Serving Midwest Aviation Since 1960

The Mystery Airplane

Laird LC-RW 300 Speedwing

Emil Matthew "Matty" Laird (1896-1982) flew his first design on 15 September 1913. Built in his mother's attic, it got 10 feet into the air.

Associated with Wichita and Chicago, Laird was famed for his custom-built sport and racing aircraft. Known initially for the Swallow biplane (about 43 built between 1920 and 1923), in 1924 he began design and manufacture of a series of Laird Commercials that sold well to "sportsman" pilots even during the Depression.

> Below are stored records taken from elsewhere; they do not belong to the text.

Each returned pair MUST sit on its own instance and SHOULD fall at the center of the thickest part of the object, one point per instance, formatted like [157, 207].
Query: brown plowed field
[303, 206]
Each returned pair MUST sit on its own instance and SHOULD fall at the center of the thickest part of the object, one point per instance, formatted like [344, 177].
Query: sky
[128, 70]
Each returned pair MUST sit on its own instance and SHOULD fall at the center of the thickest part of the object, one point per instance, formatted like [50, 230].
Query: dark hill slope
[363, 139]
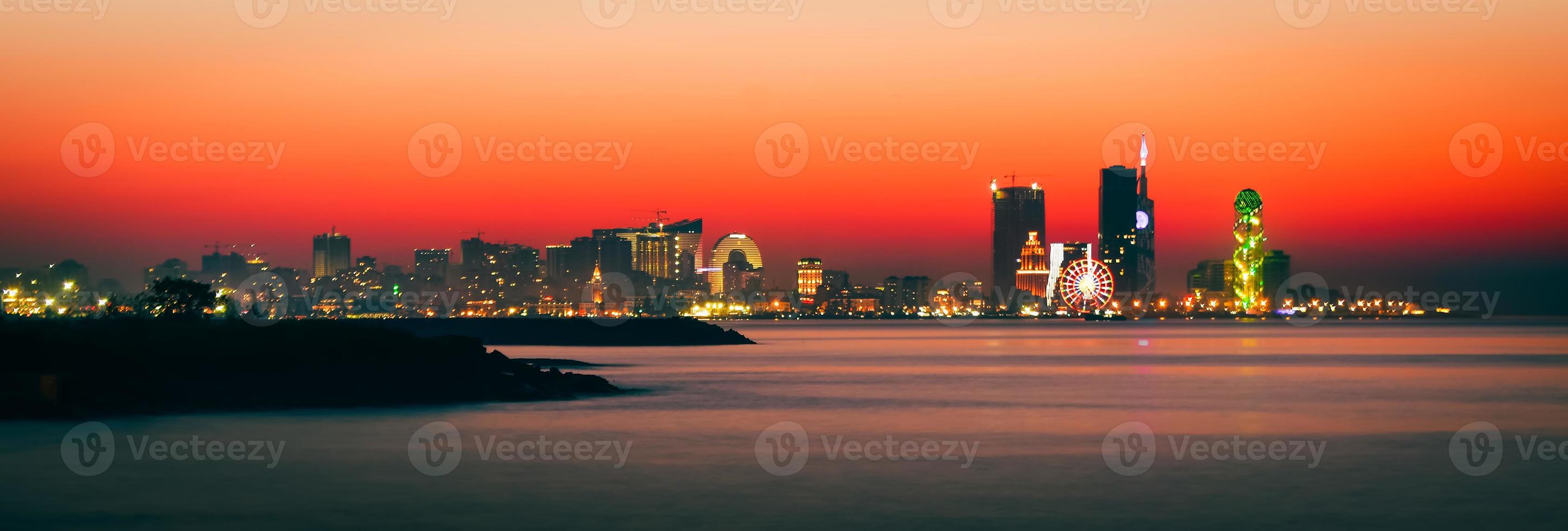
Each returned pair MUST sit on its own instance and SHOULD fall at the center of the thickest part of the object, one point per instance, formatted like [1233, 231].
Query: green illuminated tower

Laird biplanes were part of the early days of Northwest Airlines, flown by well-known racing pilot "Speed" Holman. Holman also flew Laird's Solution biplane racer, #77, powered by a 450 hp Wasp Junior, to victory in the 1930 Chicago National Air Races, beginning the age of custom-built racers beating modified fighter planes. Laird's Super Solution, flown by Jimmy Doolittle, won the 1931 Bendix cross-country race. Laird's final racer was Roscoe Turner's Meteor.

The elegant Speedwing series, encompassing Approved Type Certificates 152, 176, 377, and Group Two Approval 2-346, appeared in 1929. Utilizing Wright Whirlwind and Pratt & Whitney Wasp engines rated from 200 to 450 hp, the Speedwing series were custom-built for the "sportsman" pilot.

Costing up to $15,500, they were considered luxury airplanes. Sources vary as to the number of LC-RW 300's built – anywhere from two to six. Joe Juptner (vol. 4) lists only two, NC10591 and NC14803.

NC4442, shown in this Oshkosh 2012 photo, was partially built and stored for 60 years. Completed by Dan Murray in Santa Paula, CA, it was rolled out in 1993. Powered by a 450 hp R-985, it cruises at 170 mph and burns 20 gallons per hour. It won the Antique Reserve Grand Champion award at EAA in 2012. The last few years, still registered NC4442, it has appeared at air displays in France and Great Britain.

Lots of correct answers on this one, with Chris Price of Shullsburg, Wisconsin, winning this month. Graydon Carlson, wrote that his set of Juptner has gotten a lot of use. So has mine! Blue skies and tail winds. Fly safely.